Imports of liquefied natural gas (LNG), which the NSTA regulator states is four time worse for the environment than domestic gas, increased by 42% compared to the same period in 2024, while imports also rose from other regions including Qatar. Gas demand over the quarter increased 8.5%, the highest amount for any quarter in the UK since 2021. 

The demand was driven by the lowest wind speeds for a Jan-Mar quarter since 2010, coupled with colder temperatures. Electricity generation from wind power subsequently dropped 13%. 

Overall, the UK’s dependency on imports for its energy needs was 47% during the quarter.
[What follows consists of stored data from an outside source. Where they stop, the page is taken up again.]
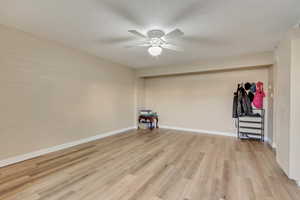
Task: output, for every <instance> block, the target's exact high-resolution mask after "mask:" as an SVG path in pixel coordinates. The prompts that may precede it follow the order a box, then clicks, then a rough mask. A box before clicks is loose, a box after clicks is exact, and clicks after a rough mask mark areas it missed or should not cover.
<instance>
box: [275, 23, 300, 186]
mask: <svg viewBox="0 0 300 200" xmlns="http://www.w3.org/2000/svg"><path fill="white" fill-rule="evenodd" d="M299 55H300V29H292V30H291V31H290V32H289V33H288V34H287V36H286V37H285V39H284V40H283V41H281V43H280V45H279V47H278V49H277V50H276V60H277V62H276V65H275V69H276V78H277V81H276V87H275V88H276V90H275V97H274V99H275V108H276V109H275V110H276V112H275V119H276V126H275V132H276V143H277V151H276V152H277V154H276V157H277V161H278V163H279V165H280V166H281V167H282V168H283V170H284V172H285V173H286V174H287V175H288V176H289V178H291V179H295V180H297V181H300V170H299V169H300V161H299V155H300V136H299V135H300V134H299V132H300V123H299V121H300V104H299V102H300V87H299V85H300V80H299V76H300V59H299Z"/></svg>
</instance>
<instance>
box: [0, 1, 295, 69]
mask: <svg viewBox="0 0 300 200" xmlns="http://www.w3.org/2000/svg"><path fill="white" fill-rule="evenodd" d="M298 20H300V1H299V0H265V1H263V0H25V1H21V0H0V23H1V24H5V25H9V26H14V27H17V28H18V29H21V30H23V31H26V32H31V33H33V34H35V35H38V36H41V37H44V38H47V39H51V40H56V41H59V42H61V43H64V44H66V45H69V46H72V47H75V48H80V49H82V50H85V51H87V52H89V53H92V54H94V55H97V56H99V57H101V58H104V59H106V60H111V61H113V62H116V63H121V64H124V65H128V66H132V67H136V68H138V67H148V66H163V65H182V64H189V63H195V62H196V61H199V60H207V59H214V58H218V57H226V56H235V55H242V54H248V53H255V52H263V51H272V50H273V49H274V46H275V45H276V44H277V43H278V41H279V40H280V39H281V38H282V36H283V34H284V33H285V32H286V31H287V30H288V29H289V28H290V27H292V26H293V25H295V24H296V23H297V22H299V21H298ZM152 28H160V29H162V30H164V31H166V32H168V31H170V30H172V29H174V28H180V29H181V30H182V31H183V32H184V33H185V36H184V37H183V38H181V39H177V40H176V41H175V40H174V41H173V43H174V44H178V45H180V46H181V47H183V48H184V49H185V51H184V52H173V51H169V50H164V51H163V53H162V55H161V56H160V57H159V58H153V57H151V56H149V55H148V53H147V49H146V48H144V47H138V48H130V49H128V48H125V46H126V45H130V44H131V43H134V42H135V41H139V39H137V38H136V37H134V36H133V35H131V34H130V33H128V32H127V30H129V29H137V30H139V31H141V32H143V33H145V32H146V31H147V30H149V29H152ZM0 45H1V44H0Z"/></svg>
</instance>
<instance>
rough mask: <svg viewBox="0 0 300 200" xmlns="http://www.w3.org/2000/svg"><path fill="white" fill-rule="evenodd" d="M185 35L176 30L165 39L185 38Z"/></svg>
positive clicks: (172, 32)
mask: <svg viewBox="0 0 300 200" xmlns="http://www.w3.org/2000/svg"><path fill="white" fill-rule="evenodd" d="M183 35H184V33H183V32H182V31H181V30H180V29H178V28H177V29H175V30H173V31H171V32H170V33H167V34H166V35H165V36H164V38H165V39H171V38H175V37H181V36H183Z"/></svg>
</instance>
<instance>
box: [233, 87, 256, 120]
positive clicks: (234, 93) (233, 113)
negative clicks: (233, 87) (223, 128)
mask: <svg viewBox="0 0 300 200" xmlns="http://www.w3.org/2000/svg"><path fill="white" fill-rule="evenodd" d="M246 115H249V116H250V115H253V109H252V106H251V100H250V99H249V97H248V94H247V92H246V90H245V88H244V86H243V84H238V88H237V91H236V92H235V93H234V98H233V111H232V117H233V118H238V117H239V116H246Z"/></svg>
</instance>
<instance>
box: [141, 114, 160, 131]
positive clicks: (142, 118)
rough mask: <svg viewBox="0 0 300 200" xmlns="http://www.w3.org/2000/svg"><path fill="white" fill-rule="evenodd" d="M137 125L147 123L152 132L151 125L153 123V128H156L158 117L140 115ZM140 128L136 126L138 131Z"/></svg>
mask: <svg viewBox="0 0 300 200" xmlns="http://www.w3.org/2000/svg"><path fill="white" fill-rule="evenodd" d="M138 122H139V124H140V123H141V122H144V123H149V124H150V129H151V130H153V128H154V127H153V124H154V122H155V128H158V116H157V115H140V116H139V120H138ZM139 128H140V127H139V126H138V129H139Z"/></svg>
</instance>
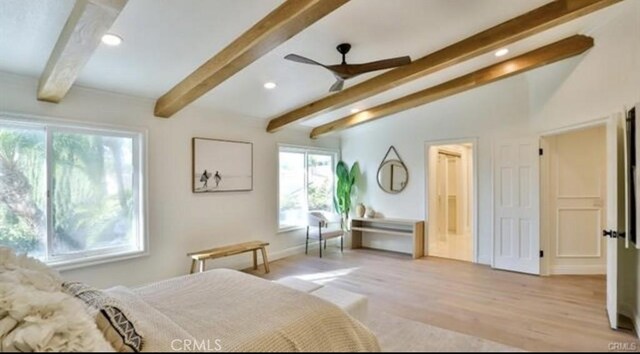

Domestic oil production is meanwhile down 40% on pre-pandemic levels. 

The data shows the winding down of the Grangemouth refinery saw production of UK oil products dropped 7.1% over the quarter, while imports increased. 

North Sea gas has accounted for around half of domestic demand for the last decade, however policies such as the windfall tax are harming investment appetite and risk tipping the balance towards import reliance.

Russell Borthwick, Chief Executive of the Aberdeen and Grampian Chamber of Commerce (AGCC), said: “This data evidences the urgent need to realise the potential of our domestic resources in the North Sea, rather than rely on costly, carbon heavy imports which support no UK jobs.

“At a time when we are seeing job cuts in the oil and gas sector and policy barriers to the delivery of renewables, we need to make the right decisions for a managed transition. 

“Earlier this week a Westwood Energy study showed there is up to 7.5 billion barrels of oil and gas which could still be produced in UK waters; we urge the UK Government to pursue that economic prize which will help us protect jobs, reduce emissions, and mitigate imports, which can only happen with an immediate end to the Energy Profits Levy.”